Private equity is experiencing a renaissance, but nearly a third of institutional investors may abandon their plans to invest over fears about transparency, a new report shows.
The study, from State Street, shows that almost two-thirds (59 per cent) of institutional investors globally are ready to increase their allocation to private equity over the next five years.
However, 28 per cent have threatened to reduce their allocation if the private equity industry fails to meet their demands for greater transparency.
There is still too much, ‘Heads I win, tails I still win’ in some areas of the private equity market
Daniel Godfrey, Transparency Task Force
Private equity assets under management hit a new high in June last year at $2.4tn (£1.7bn), but there is considerable disquiet among investors, the study shows.
Almost three-quarters (70 per cent) of investors said they want better transparency on the performance of the underlying assets in each portfolio – and the shopping list does not end there.
Nearly half also sought greater read-through on risk exposures (46 per cent), net asset values (32 per cent) and fund cash flows (23 per cent).
The industry is well aware of this demand, said State Street, and only expects the clamour to increase; 83 per cent of respondents said they thought this would be the case.
“It is very clear from our research that failure to provide sufficient levels of transparency increases the risk of driving asset owners away from investing in private equity,” said James Lowry, head of State Street Global Exchange, EMEA.
Private equity has delivered good returns over extended time periods, said Daniel Godfrey, an ambassador of the Transparency Task Force, but there should be transparency over all fees and charges and any carried interest investments made by the managers and the terms on which those interests have been purchased.
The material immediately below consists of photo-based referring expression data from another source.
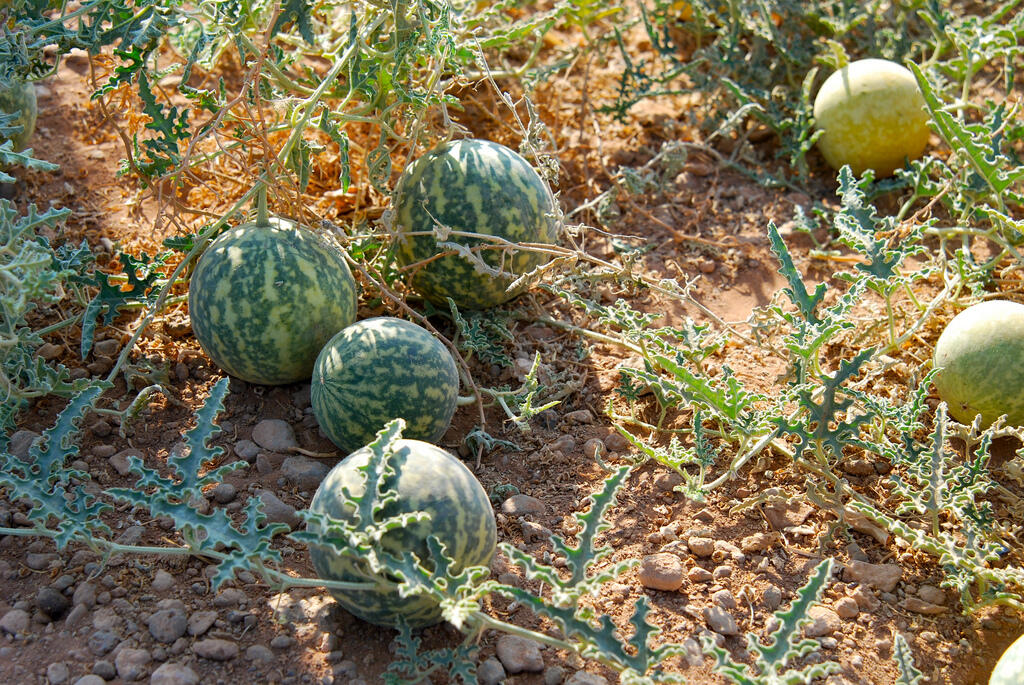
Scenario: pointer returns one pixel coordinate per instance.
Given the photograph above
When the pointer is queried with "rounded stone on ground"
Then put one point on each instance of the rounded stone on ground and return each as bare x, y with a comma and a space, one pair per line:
15, 622
491, 672
173, 674
274, 434
57, 673
662, 571
519, 654
847, 607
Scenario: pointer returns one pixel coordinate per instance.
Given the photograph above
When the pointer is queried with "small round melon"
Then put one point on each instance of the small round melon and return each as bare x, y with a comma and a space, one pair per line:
383, 369
979, 355
475, 186
20, 99
426, 478
871, 115
1010, 669
265, 297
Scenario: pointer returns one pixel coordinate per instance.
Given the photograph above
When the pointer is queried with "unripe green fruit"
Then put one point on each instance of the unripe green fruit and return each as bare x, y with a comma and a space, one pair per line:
871, 115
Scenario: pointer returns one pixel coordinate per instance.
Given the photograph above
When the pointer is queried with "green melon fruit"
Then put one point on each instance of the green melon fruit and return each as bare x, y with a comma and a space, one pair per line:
19, 99
980, 357
383, 369
265, 297
425, 478
871, 115
476, 186
1010, 669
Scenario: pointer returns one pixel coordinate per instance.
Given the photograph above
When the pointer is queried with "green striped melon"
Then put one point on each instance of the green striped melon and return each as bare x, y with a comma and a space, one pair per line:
475, 186
425, 478
383, 369
19, 98
264, 298
979, 359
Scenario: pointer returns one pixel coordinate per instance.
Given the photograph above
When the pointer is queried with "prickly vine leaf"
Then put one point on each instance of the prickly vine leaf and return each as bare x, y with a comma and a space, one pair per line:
178, 498
45, 480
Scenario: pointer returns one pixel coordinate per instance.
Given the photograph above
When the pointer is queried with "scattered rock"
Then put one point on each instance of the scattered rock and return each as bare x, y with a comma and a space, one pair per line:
720, 621
282, 642
615, 441
662, 571
580, 416
101, 642
823, 622
518, 505
247, 450
276, 511
847, 607
168, 625
40, 560
563, 443
931, 594
14, 622
701, 547
173, 674
861, 523
274, 434
57, 673
216, 649
772, 597
759, 542
866, 601
223, 493
304, 472
85, 594
200, 623
784, 514
104, 670
259, 653
90, 679
20, 441
531, 531
52, 603
554, 675
491, 672
132, 664
919, 605
120, 461
162, 581
76, 616
725, 599
130, 536
880, 576
698, 574
519, 654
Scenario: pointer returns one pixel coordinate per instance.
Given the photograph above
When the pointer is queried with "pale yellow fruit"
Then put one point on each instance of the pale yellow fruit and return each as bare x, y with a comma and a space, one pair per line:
871, 115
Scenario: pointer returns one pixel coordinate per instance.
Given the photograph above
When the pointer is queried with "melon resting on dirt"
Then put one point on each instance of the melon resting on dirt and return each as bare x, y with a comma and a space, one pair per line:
264, 299
19, 99
473, 186
382, 369
979, 356
871, 116
425, 478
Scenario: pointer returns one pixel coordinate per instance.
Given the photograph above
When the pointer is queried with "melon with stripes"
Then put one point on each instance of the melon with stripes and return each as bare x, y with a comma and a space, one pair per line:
474, 186
265, 297
382, 369
422, 478
19, 98
979, 360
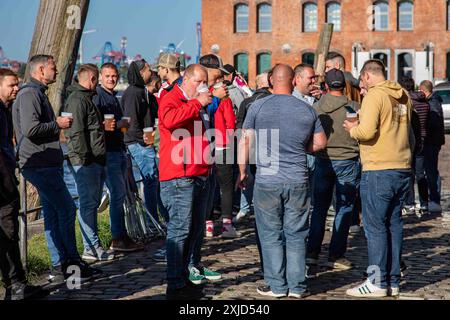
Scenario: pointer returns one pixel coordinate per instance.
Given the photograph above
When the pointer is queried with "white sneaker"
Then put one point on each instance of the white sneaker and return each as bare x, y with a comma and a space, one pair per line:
239, 217
229, 232
434, 207
367, 290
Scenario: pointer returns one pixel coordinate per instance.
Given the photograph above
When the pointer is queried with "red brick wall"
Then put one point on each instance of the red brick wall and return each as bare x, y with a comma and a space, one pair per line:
218, 27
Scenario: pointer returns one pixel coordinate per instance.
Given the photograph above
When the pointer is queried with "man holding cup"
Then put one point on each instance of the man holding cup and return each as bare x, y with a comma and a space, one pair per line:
116, 161
87, 154
338, 167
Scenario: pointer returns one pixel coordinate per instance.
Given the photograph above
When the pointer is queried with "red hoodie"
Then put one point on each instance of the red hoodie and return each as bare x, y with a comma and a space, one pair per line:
185, 154
225, 123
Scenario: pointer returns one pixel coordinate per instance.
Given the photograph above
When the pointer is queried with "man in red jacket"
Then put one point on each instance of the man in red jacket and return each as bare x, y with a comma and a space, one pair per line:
185, 159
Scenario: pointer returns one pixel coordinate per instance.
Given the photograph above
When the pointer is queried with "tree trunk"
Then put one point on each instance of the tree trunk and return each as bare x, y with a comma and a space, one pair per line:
323, 47
58, 31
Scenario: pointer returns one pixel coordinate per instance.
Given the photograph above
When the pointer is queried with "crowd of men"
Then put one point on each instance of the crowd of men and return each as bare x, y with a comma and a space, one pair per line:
294, 148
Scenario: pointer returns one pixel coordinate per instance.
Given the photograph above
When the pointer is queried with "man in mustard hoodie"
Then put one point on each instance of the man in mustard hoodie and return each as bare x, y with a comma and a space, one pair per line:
385, 120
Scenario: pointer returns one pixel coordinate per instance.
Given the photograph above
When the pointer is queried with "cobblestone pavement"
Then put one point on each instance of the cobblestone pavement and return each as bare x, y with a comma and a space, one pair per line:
137, 276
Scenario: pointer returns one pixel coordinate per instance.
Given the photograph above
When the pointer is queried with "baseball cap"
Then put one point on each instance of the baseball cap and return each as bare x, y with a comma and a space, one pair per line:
213, 61
229, 68
168, 60
335, 79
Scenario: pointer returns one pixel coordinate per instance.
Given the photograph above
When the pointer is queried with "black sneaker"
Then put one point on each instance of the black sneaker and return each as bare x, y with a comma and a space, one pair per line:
23, 291
186, 293
267, 292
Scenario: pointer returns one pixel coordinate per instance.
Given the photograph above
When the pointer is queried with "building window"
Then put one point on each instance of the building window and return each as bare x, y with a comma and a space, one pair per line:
381, 14
334, 15
241, 18
264, 18
310, 17
405, 65
241, 63
308, 58
405, 15
383, 57
264, 62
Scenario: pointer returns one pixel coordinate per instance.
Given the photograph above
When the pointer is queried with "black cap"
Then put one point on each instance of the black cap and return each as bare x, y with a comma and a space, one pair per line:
335, 79
213, 61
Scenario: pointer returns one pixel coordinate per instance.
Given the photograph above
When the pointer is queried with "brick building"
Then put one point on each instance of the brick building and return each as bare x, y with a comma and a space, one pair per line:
412, 37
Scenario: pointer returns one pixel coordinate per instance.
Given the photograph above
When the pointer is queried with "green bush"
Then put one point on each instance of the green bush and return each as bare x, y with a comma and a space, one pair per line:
39, 258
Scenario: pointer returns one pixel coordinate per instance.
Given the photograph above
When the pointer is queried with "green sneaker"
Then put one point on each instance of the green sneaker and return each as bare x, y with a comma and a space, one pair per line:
209, 274
195, 277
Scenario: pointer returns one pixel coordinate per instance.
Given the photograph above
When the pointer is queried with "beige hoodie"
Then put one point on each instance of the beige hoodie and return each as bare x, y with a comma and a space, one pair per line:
385, 120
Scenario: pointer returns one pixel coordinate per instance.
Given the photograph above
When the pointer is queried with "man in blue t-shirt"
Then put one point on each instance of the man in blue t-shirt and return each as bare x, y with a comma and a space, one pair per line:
283, 130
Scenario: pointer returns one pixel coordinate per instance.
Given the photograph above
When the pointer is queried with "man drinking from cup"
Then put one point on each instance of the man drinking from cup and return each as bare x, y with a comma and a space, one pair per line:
116, 162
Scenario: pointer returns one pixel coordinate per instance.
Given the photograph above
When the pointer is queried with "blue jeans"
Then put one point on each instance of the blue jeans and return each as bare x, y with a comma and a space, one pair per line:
431, 153
145, 158
115, 169
186, 201
282, 214
90, 180
345, 175
59, 212
247, 195
383, 195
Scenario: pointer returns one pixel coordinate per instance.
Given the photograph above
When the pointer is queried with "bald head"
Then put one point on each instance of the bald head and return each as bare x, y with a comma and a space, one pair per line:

He added: “There is still too much, ‘Heads I win, tails I still win’ in some areas of the private equity market.”
‘Different mindset’
But Jonathan Lawlor, a senior investment consultant at Xafinity, said private equity requires a different mindset, and transparency was not useful without an understanding of what the data mean.
“I can calculate a return on equity assets easily, but private equity uses [an] internal rate of return on various vintage years and they may not have invested the full amount of capital allocated.”
So not only do investors have to know how to do the sums, but they will need to have extra strategies for keeping money invested elsewhere in a liquid fund before it is called by the private equity manager.
This requires greater governance, incurs more cost and adds to the complexity of what they are seeking to do.
Lawlor said once a scheme is invested, private equity managers are often very transparent but the underlying investments are not.
“If you’re investing in a coffee chain, how do you know how the coffee sales are going? You are reliant on the data you are given and that needs to be examined closely.”
Interpreting data
The concerns institutional investors have about transparency usually involve a lack of data or detail, but too much data may be worse, as managers can use it to hide bad news or unpalatable truths.
Judith Donnelly, a partner at law firm Squire Patton Boggs, said: “Private equity managers have been sending out documents that state they can act in their own interests and cannot be held accountable.”
Despite meeting their clients’ demands for more detailed information, she said, and in some cases offering good levels of transparency, there is an avalanche of data and it has not always been acted on by schemes, a pattern being repeated elsewhere.
“Transparency is not limited to private equity… There are problems with mutual funds and cash funds as well,” said Donnelly.
“If people are prepared to sign the documents, why should the managers meet them halfway?”
She said this approach, used by private equity and hedge fund managers, is “spilling over” into traditional asset management, and schemes must be aware that if they are seeking greater transparency they have to be prepared to understand the details.
“Ultimately, we really need to do what they did in the food industry,” added Donnelly. “The food industry has opted to have healthier food. We need healthier funds.”